O que todo mundo ignorou
Sobre isso, o que todo mundo ignorou, mas o jornal do Senado registrou, foi o ministro da Cultura, Gilberto Gil, entregando na semana passada ao presidente da Comissão de Educação do Senado, Cristovam Buarque (PDT-DF), proposta de emenda ao projeto de Orçamento da União de 2008, para incentivar projetos cinematográficos e audiovisuais. No valor de R$ 100 milhões, a emenda é destinada a promover condições necessárias ao aumento da competitividade da indústria cinematográfica e videográfica nacional, permitindo maior difusão dessa produção no Brasil e no exterior. Além dessa pauta esquecida, Gil esteve também na Câmara e espera 0,9% da União para a gestão do MinC no próximo ano.
Ninguém sentirá falta
O garoto propaganda da Abril, Diogo Mainardi diz que Gil está se preocupando à toa e mandou fechar o Ministério da Cultura. “Economizaremos um baita dinheiro. E ninguém sentirá falta deles. Os lobistas da cultura sempre repetem que o estado precisa financiar arte, literatura, cinema. Precisa nada. Passamos perfeitamente bem sem isso tudo. Se os artistas quiserem, podem tocar sanfona na rua e arrecadar umas moedinhas”, acredita o Dioguinho.
A bola da vez
A bola da vez é a possível adoção do sistema anticópia conhecido como DRM (digital rights management). Diogo Moysés e Oona Castro publicaram no observatório da imprensa um artigo criticando o Ministério das Comunicações e o seu alinhamento à posição dos radiodifusores. Caso venha a fazer parte das normas técnicas do SBTVD, o DRM impedirá o espectador de gravar qualquer programa televisivo.

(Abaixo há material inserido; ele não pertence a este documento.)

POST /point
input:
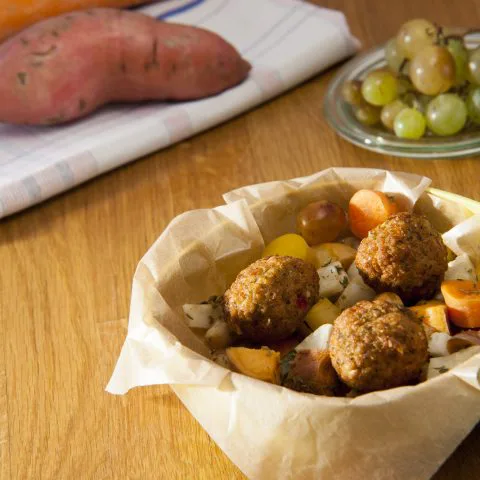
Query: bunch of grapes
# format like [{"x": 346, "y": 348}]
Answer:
[{"x": 430, "y": 87}]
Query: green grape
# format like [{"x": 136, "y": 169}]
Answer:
[
  {"x": 473, "y": 105},
  {"x": 392, "y": 56},
  {"x": 390, "y": 111},
  {"x": 432, "y": 71},
  {"x": 409, "y": 123},
  {"x": 474, "y": 66},
  {"x": 352, "y": 92},
  {"x": 367, "y": 114},
  {"x": 414, "y": 35},
  {"x": 417, "y": 101},
  {"x": 404, "y": 85},
  {"x": 446, "y": 114},
  {"x": 459, "y": 52},
  {"x": 379, "y": 88}
]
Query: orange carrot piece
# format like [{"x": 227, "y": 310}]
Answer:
[
  {"x": 463, "y": 302},
  {"x": 369, "y": 208},
  {"x": 20, "y": 14}
]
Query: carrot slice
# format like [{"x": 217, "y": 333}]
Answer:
[
  {"x": 463, "y": 302},
  {"x": 369, "y": 208}
]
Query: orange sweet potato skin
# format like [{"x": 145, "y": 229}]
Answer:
[
  {"x": 66, "y": 67},
  {"x": 20, "y": 14}
]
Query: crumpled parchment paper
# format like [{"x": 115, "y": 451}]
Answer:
[{"x": 267, "y": 430}]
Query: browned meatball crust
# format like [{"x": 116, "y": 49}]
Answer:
[
  {"x": 270, "y": 298},
  {"x": 375, "y": 346},
  {"x": 404, "y": 255}
]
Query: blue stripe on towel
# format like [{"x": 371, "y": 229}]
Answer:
[{"x": 183, "y": 8}]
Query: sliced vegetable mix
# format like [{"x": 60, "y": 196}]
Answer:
[{"x": 346, "y": 320}]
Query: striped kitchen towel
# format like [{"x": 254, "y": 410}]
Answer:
[{"x": 286, "y": 41}]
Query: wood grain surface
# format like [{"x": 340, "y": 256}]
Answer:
[{"x": 67, "y": 265}]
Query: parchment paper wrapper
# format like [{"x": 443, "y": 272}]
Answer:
[{"x": 271, "y": 432}]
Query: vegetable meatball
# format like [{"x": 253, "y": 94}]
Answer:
[
  {"x": 375, "y": 346},
  {"x": 270, "y": 298},
  {"x": 404, "y": 255}
]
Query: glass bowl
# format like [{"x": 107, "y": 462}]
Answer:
[{"x": 340, "y": 117}]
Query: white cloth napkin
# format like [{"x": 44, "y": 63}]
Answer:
[{"x": 286, "y": 41}]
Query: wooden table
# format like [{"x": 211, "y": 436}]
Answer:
[{"x": 67, "y": 265}]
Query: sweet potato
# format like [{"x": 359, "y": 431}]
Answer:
[
  {"x": 66, "y": 67},
  {"x": 369, "y": 208},
  {"x": 23, "y": 13},
  {"x": 260, "y": 363},
  {"x": 309, "y": 371}
]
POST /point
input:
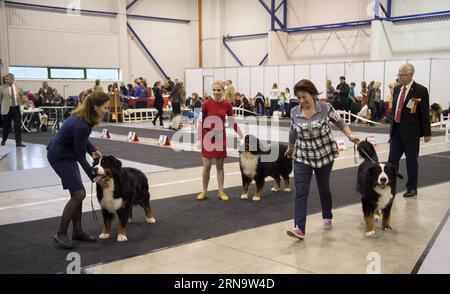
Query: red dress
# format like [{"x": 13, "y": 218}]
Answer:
[{"x": 214, "y": 139}]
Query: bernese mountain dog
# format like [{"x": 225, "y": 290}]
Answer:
[
  {"x": 120, "y": 189},
  {"x": 376, "y": 183},
  {"x": 253, "y": 168}
]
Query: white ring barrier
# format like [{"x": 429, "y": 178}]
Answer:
[
  {"x": 239, "y": 112},
  {"x": 347, "y": 117}
]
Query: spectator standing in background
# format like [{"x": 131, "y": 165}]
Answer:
[
  {"x": 273, "y": 98},
  {"x": 343, "y": 89},
  {"x": 97, "y": 87}
]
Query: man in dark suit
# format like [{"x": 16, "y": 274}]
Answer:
[
  {"x": 411, "y": 121},
  {"x": 11, "y": 98}
]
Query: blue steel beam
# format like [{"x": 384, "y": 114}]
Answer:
[
  {"x": 269, "y": 11},
  {"x": 131, "y": 4},
  {"x": 421, "y": 16},
  {"x": 272, "y": 15},
  {"x": 146, "y": 50},
  {"x": 58, "y": 8},
  {"x": 384, "y": 10},
  {"x": 231, "y": 52},
  {"x": 279, "y": 5},
  {"x": 228, "y": 37},
  {"x": 158, "y": 18},
  {"x": 377, "y": 9},
  {"x": 389, "y": 8},
  {"x": 330, "y": 26},
  {"x": 264, "y": 59}
]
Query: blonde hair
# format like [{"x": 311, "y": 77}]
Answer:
[{"x": 87, "y": 111}]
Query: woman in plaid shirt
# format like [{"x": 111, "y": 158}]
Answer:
[{"x": 312, "y": 145}]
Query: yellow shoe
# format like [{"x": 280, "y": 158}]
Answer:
[
  {"x": 223, "y": 196},
  {"x": 201, "y": 196}
]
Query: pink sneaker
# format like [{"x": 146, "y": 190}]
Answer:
[
  {"x": 327, "y": 224},
  {"x": 296, "y": 233}
]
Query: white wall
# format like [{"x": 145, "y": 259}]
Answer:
[
  {"x": 173, "y": 45},
  {"x": 51, "y": 38},
  {"x": 233, "y": 17},
  {"x": 420, "y": 39},
  {"x": 431, "y": 73}
]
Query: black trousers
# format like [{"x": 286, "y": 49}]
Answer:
[
  {"x": 410, "y": 147},
  {"x": 13, "y": 114}
]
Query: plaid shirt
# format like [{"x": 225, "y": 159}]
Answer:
[{"x": 313, "y": 138}]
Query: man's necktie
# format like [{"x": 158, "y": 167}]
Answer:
[{"x": 400, "y": 105}]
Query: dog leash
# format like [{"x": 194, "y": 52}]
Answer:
[
  {"x": 365, "y": 153},
  {"x": 94, "y": 215}
]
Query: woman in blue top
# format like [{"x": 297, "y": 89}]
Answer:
[{"x": 68, "y": 148}]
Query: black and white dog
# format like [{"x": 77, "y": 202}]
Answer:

Enquanto isso, na Alemanha
O Estadão disse em uma pequena nota da agência EFE que a Alemanha resolveu autorizar de vez cópias de CDs e DVDs. O projeto de lei não inclui o pedido do setor de fixar uma porcentagem para compensar eventuais perdas com as reproduções das obras. O Conselho Federal da Alemanha aprovou na semana passada projeto que reforma a lei de propriedade intelectual e libera cópias de CDs e DVDs sem selo de segurança para uso privado no país.